Love is never any better than the lover. Wicked people love wickedly, violent people love violently, weak people love weakly, stupid people love stupidly, but the love of a free man is never safe. There is no gift for the beloved. The lover alone possesses his gift of love. The loved one is shorn, neutralized, frozen in the glare of the lover’s inward eye.
Only Toni Morrison can so beautifully weave her words together in such a way as to make the reader appreciate the loveliness but still comprehend the stark meaning of all those linked words. In her first novel, The Bluest Eye, Morrison writes of Pecola Breedlove, a young black girl who knows the power of beauty and who prays every day for blue eyes, for the chance to be seen as pretty. Her story is told mainly through the eyes of Claudia MacTeer, whose family takes Pecola in after Pecola’s father tries to burn down her house. The girls drink milk from a Shirley Temple glass, and Pecola sneaks extra milk simply to have the privilege to see Shirley’s sweet white face and dainty curls. This is a community that, although filled with blacks, sees no value in the skin of their own and willingly betrays that flesh time and again.
Claudia’s voice alternates with an omniscient narrator, and the narrative voice is fragmented, a ploy which Morrison will use later in several of her works. Particularly for a first novel, The Bluest Eye is a wonderful study in literary portraiture, as throughout, each character is dissected and explained in vivid detail, making the reader’s judgment of the character’s actions more difficult. This is what the story hinges on as it is full of rape, incest, demoralization, shame, arousal, joy, superstition, and pain.
Within this framework, we watch the characters in a sort of vacuum. There is no outward show of racism, i.e. white community v. black community; however, the seemingly innocuous presence of the Shirley Temple glass is enough to get the point across: black isn’t beautiful in small-town Ohio. Shirley Temple is the impossible goal, and the inner shame and defeat felt by the young girls in the book is evident through the schoolhouse taunting by white girls, white boys, black boys, and lighter-skinned black girls. Maureen Peel, light-skinned and immune to teasing, briefly befriends Claudia, her sister Frieda, and Pecola Breedlove, only to shun them and scream that they are ugly when Claudia stands up to Maureen for teasing Pecola. Maureen teases Pecola about seeing her father naked, knowing that Pecola has been raped by her father.
There is good and there is bad, right and wrong, yet the girls don’t always know what falls into which category. When Pecola first menstruates, Claudia and Frieda help her, hiding the shame of her womanhood from their mother. However, a young girl hiding in the bushes yells for Ms. MacTeer that the girls are being “nasty,” and Frieda gets a beating for being such. Once Ms. MacTeer recognizes the truth, she is implicit in the shame and brings the girls into the fold.

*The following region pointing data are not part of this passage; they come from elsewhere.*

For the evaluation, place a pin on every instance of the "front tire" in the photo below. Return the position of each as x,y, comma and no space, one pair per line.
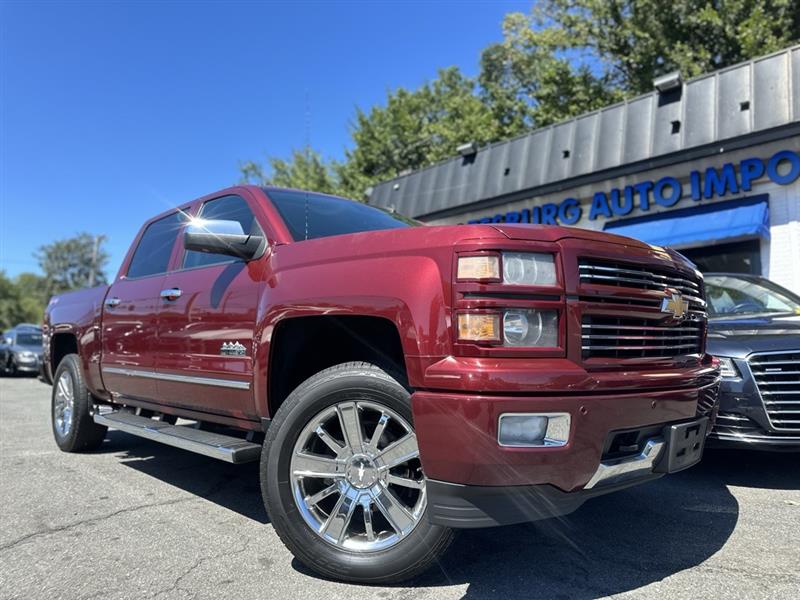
73,427
342,480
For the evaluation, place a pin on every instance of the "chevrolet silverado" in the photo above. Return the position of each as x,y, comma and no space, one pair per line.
395,381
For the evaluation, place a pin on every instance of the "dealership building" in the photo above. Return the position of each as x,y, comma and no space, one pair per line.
709,166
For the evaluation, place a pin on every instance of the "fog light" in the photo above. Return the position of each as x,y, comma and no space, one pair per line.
533,430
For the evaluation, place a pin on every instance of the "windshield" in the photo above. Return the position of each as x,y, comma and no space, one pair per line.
308,215
729,295
29,339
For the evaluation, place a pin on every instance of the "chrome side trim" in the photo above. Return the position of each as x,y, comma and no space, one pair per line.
629,468
223,447
229,383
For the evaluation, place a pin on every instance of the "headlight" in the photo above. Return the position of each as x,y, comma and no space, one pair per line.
527,268
519,268
530,328
479,327
727,368
521,328
479,267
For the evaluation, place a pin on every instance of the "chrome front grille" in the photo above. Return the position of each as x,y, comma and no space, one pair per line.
643,277
777,375
624,337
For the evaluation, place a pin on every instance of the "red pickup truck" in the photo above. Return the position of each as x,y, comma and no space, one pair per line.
395,381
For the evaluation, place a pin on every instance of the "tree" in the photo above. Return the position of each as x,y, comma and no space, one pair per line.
305,170
415,129
32,290
529,81
566,58
73,263
11,309
632,42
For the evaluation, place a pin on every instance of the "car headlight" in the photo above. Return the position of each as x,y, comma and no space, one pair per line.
519,268
528,268
521,328
530,328
727,368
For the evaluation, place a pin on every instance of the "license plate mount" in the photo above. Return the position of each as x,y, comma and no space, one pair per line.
685,444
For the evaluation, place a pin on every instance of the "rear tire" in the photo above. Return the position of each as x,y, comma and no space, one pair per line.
381,533
73,427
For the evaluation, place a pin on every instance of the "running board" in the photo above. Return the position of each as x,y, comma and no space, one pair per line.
224,447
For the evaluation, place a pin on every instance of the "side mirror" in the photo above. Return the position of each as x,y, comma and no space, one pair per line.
223,237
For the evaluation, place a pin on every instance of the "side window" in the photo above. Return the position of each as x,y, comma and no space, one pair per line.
228,208
152,254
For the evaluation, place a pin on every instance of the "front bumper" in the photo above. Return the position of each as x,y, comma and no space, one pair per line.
457,434
743,421
465,506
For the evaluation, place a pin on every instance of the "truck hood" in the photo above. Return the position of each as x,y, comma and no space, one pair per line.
737,338
554,233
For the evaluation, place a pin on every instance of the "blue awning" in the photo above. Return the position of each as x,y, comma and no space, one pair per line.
702,224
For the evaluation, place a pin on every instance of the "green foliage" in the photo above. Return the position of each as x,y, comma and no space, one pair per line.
21,300
33,296
638,40
11,310
566,58
72,263
67,264
530,81
305,170
414,129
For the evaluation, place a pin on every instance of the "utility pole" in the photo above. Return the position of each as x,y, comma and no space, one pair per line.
95,251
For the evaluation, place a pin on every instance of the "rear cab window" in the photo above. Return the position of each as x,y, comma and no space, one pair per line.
308,215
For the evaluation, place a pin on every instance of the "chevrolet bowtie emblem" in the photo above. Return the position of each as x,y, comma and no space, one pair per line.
675,305
232,349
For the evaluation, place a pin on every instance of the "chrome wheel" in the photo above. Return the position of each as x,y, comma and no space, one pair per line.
356,476
63,404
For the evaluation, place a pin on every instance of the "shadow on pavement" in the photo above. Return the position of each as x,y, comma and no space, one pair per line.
235,487
618,542
613,544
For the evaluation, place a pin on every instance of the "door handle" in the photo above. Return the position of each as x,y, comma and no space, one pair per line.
171,294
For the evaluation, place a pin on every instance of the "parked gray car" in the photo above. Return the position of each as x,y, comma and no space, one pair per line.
754,329
21,350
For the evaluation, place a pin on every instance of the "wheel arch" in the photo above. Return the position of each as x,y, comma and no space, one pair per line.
304,345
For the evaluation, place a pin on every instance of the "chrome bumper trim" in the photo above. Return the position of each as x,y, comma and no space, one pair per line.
229,383
629,468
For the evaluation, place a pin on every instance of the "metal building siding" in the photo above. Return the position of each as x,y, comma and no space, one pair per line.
760,94
609,144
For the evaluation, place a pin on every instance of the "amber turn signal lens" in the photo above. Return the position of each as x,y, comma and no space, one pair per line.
479,267
479,327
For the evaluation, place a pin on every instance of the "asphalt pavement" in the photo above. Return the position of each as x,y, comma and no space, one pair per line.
136,519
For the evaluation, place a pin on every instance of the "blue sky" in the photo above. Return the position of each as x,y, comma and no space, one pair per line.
113,112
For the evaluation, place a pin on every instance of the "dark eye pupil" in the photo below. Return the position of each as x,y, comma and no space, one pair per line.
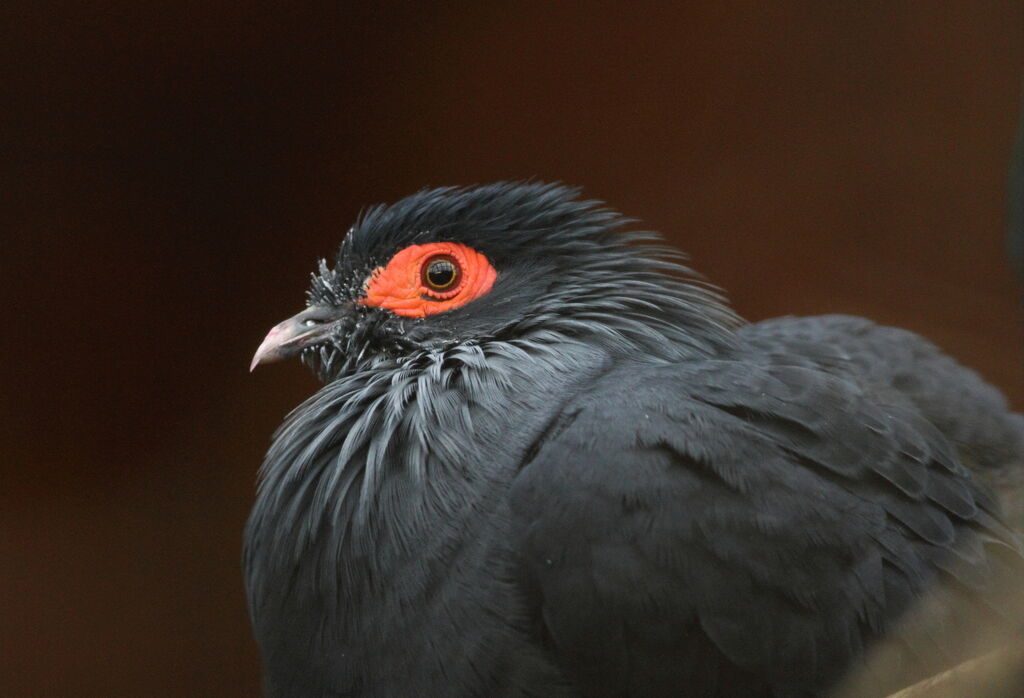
441,273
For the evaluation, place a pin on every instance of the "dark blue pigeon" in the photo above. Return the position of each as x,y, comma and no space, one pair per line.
547,462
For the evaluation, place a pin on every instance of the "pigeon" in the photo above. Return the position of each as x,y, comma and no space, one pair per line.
548,460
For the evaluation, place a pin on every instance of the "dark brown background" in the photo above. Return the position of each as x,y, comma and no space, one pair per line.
170,175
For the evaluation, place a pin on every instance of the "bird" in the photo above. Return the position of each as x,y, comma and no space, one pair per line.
547,459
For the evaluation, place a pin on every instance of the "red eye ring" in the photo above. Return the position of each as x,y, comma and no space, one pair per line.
440,273
402,287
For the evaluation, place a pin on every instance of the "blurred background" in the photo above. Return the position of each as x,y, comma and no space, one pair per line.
170,173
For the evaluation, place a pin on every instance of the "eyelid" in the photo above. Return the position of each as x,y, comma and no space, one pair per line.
399,287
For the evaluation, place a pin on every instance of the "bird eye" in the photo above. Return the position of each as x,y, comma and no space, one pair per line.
440,272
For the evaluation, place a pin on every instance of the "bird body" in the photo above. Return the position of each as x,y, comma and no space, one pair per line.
543,464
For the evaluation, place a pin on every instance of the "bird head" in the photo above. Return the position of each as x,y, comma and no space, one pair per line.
499,262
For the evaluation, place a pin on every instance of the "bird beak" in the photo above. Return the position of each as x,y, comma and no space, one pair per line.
298,332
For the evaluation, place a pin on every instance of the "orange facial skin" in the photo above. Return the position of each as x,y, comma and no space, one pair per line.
403,288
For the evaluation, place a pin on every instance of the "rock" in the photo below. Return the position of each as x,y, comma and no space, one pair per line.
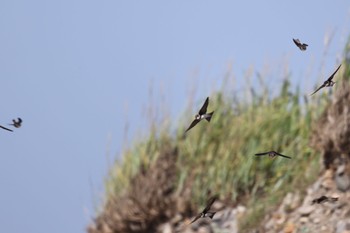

However, it is not only women and young girls who are shamed in the book. Cholly Breedlove, Pecola’s father, is raised by Aunt Jimmy after his father abandons his mother and his mother runs away. At Aunt Jimmy’s funeral, Cholly sneaks off into the woods with a girl. The two begin kissing and touching one another when two white hunters come upon them. Cholly and the girl are frightened and readjust their clothing, but the two men hold the gun to them and force them to touch one another while yelling and egging them on, treating them as animals. Cholly carries that shame with him throughout his life and only relieves it when he meets his sweet wife, Pecola’s mother, Pauline. However, his shame returns, and his innocent daughter becomes his redemption and curse.
Thanks to Devourer of Books and her Audiobook Week (in June) celebrating audiobooks, I picked up The Bluest Eye by Toni Morrison. It was narrated by Ruby Dee and Toni Morrison herself. I used to listen to audiobooks fairly regularly, but it has been awhile. However, I recently started teaching at a college that requires a bit of a commute. I picked up The Bluest Eye after looking through the shelves and seeing audiobooks that ran 15-30 hours. This particular one ran three hours, which I guessed would take about a week to get through. Well, I guess I’m in the car more than I thought because it only took two days to get through. Two days, a couple of missed exits, and some detours to listen a bit longer, I finished the book.
Some readers are reluctant to pick up Toni Morrison after having read or watched Beloved. If so, I believe you are missing so much. Toni Morrison is a rich, complex, layered writer, and her stories have always resonated with me. My particular favorites are Sula and Song of Solomon.